Multiple Hashgrids
I am trying to use different hashgrids for spatially separated points but encountering strange values from the hash_grid_point_id function.
I have created an MRE below that shows the issue.
import warp as wp
import numpy as np
# wp.config.mode = "debug"
wp.init()
n_envs = 2
n_points = 2
offset = np.array([10.0, 0.0, 0.0])
r = 0.1
pos = np.random.rand(n_envs, n_points, 3)
grids = []
for i in range(n_envs):
grid = wp.HashGrid(20, 20, 20)
pos[i, ...] += i * offset
grid.build(wp.array(pos[i, ...], dtype=wp.vec3), radius=r)
grids.append(grid.id)
p = wp.array2d(pos, dtype=wp.vec3)
g = wp.array(grids, dtype=wp.uint64)
print("grids", g)
@wp.kernel
def hashgrid_tester(
grids: wp.array(dtype=wp.uint64),
pos: wp.array2d(dtype=wp.vec3),
):
for env in range(n_envs):
for tid in range(n_points):
grid = grids[env]
i = wp.hash_grid_point_id(grid, tid)
if i == -1:
return
wp.printf(
"env %d, tid %d, i %d, grid %lld \n",
env,
tid,
i,
grid,
)
wp.launch(hashgrid_tester, dim=[1], inputs=[g, p])
wp.synchronize()
print output:
grids [12918456320 12918521344]
env 0, tid 0, i 117, grid 12918456320
env 0, tid 1, i 479, grid 12918456320
env 1, tid 0, i 1, grid 12918521344
env 1, tid 1, i 0, grid 12918521344
The indices for the second grid get reordered correctly, but the values for the first grid seem to be random.
When using more than 2 points, a Warp CUDA error 716: misaligned address gets thrown, suggesting that the randomness might be from some sort of out of bounds unaligned read.

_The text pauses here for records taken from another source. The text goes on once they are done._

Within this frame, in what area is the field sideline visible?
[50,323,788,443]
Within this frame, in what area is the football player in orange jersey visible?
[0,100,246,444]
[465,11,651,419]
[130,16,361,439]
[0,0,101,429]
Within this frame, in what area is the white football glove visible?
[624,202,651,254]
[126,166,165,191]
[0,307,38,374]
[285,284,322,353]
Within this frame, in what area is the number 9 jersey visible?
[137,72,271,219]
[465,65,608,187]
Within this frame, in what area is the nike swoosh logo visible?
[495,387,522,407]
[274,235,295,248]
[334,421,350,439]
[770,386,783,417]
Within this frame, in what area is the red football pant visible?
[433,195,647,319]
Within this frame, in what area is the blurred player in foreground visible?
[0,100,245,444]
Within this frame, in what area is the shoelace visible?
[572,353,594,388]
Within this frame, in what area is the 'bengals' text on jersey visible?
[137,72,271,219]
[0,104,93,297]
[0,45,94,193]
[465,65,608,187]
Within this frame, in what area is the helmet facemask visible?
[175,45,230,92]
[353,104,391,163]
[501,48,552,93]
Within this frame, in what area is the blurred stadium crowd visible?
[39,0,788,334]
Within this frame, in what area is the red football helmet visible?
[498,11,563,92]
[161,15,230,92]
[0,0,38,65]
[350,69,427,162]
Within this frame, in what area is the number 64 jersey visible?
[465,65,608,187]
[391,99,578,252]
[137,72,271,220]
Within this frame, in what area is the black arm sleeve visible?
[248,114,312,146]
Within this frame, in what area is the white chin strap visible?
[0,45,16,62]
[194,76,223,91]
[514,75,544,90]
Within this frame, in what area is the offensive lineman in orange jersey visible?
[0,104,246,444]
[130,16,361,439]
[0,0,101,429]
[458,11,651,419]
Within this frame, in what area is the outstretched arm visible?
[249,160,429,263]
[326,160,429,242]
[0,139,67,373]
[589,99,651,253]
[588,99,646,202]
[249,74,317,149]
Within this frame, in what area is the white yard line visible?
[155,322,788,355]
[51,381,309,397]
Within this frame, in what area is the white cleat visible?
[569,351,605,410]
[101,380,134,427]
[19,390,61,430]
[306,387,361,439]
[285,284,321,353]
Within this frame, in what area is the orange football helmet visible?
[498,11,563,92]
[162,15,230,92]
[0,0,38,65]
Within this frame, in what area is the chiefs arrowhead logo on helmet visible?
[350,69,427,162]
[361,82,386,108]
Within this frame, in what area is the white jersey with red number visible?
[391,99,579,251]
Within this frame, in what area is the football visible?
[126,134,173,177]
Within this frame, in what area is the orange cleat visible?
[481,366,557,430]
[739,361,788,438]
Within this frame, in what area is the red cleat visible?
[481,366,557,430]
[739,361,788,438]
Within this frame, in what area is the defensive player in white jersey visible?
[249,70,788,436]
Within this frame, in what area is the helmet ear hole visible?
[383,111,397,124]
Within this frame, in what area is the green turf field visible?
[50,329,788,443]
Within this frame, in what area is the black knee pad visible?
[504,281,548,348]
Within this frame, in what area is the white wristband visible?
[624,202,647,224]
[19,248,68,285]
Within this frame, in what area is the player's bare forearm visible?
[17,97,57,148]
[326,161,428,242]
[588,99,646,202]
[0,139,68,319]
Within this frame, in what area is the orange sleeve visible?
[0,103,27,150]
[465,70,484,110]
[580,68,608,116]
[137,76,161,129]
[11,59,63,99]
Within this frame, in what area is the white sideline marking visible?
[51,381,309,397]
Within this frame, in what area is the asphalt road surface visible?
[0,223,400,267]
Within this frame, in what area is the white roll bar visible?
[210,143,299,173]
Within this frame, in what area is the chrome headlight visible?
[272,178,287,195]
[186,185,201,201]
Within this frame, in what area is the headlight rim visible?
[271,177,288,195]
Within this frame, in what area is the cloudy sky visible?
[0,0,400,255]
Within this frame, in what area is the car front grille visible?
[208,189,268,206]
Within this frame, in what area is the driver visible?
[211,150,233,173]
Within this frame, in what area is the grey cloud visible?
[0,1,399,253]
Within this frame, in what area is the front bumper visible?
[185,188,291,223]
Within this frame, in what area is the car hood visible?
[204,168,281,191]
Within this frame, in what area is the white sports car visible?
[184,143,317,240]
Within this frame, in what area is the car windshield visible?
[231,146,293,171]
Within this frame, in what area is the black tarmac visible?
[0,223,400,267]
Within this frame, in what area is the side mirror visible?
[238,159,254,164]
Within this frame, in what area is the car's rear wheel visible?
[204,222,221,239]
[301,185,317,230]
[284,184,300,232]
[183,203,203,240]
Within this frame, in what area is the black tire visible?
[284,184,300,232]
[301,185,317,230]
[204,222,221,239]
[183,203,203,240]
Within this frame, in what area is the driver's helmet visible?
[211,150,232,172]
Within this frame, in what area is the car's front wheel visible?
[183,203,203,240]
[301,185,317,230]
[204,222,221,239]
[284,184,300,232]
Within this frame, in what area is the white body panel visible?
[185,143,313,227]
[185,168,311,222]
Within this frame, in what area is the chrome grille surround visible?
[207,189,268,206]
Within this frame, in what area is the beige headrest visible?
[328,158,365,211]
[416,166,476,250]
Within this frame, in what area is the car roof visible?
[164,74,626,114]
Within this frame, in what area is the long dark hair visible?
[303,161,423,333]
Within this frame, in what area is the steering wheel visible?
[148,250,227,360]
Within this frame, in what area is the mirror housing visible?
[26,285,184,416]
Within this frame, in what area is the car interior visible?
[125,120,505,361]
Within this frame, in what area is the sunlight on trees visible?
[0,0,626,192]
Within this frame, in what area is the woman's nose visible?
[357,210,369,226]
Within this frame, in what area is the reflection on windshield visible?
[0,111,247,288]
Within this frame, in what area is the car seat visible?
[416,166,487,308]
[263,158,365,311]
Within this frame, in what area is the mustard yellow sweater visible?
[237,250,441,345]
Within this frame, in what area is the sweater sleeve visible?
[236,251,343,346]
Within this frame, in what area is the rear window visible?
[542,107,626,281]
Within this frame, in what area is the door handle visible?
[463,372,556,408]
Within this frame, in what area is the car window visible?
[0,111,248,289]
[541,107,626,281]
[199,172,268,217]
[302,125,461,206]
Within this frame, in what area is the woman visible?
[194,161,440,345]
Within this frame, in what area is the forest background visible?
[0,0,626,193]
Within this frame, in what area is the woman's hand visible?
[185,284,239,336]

For the meantime I am using a single HashGrid for the whole domain, but am wondering if multiple instances of the hashgrid are supported and if this is the correct way.
Thanks
Thanks a lot for the repro @steinraf, I've not seen this before - we will investigate and get back to you.
@steinraf Sorry for the extremely late reply. I examined your reproducer and believe the issue comes down to the wp.HashGrid from the first iteration being garbage-collected before the hashgrid_tester kernel runs. This led to issues since the wp.HashGrid makes some additional memory allocations which are freed when the object is destroyed:
https://github.com/NVIDIA/warp/blob/17f166e36e60c731f3978ecc3876ccf02c0d7ccb/warp/native/hashgrid.cpp#L206-L222
In the original code, only the grid.id was stored, which wasn't enough to keep the wp.HashGrid from being garbage collected. The workaround is to make sure we keep the hash grid objects from previous iterations alive:
grids = []
for i in range(n_envs):
grid = wp.HashGrid(20, 20, 20)
pos[i, ...] += i * offset
grid.build(wp.array(pos[i, ...], dtype=wp.vec3), radius=r)
grids.append(grid) # Changed
p = wp.array2d(pos, dtype=wp.vec3)
g = wp.array([grid.id for grid in grids], dtype=wp.uint64) # Changed
Then we get:
env 0, tid 0, i 0, grid 17213423616
env 0, tid 1, i 1, grid 17213423616
env 1, tid 0, i 1, grid 17213488640
env 1, tid 1, i 0, grid 17213488640
Debugging strategy:
- Ran
compute-sanitizer --tool memcheck python test_0.py, no errors - Ran
compute-sanitizer --tool initcheck python test_0.py, gotUninitialized __global__ memory read of size 8 bytes at hashgrid_tester_5e2ff1ed_cuda_kernel_forward+0x1b0 - Added to top of script
wp.config.mode = "debug",wp.config.lineinfo = True,wp.config.line_directives = False - Ran 'compute-sanitizer' again and now see
Uninitialized __global__ memory read of size 8 bytes at wp::hash_grid_point_id(unsigned long long, int &)+0x15d0 in hashgrid.h:230
I think I'll clarify our docs to warn about this.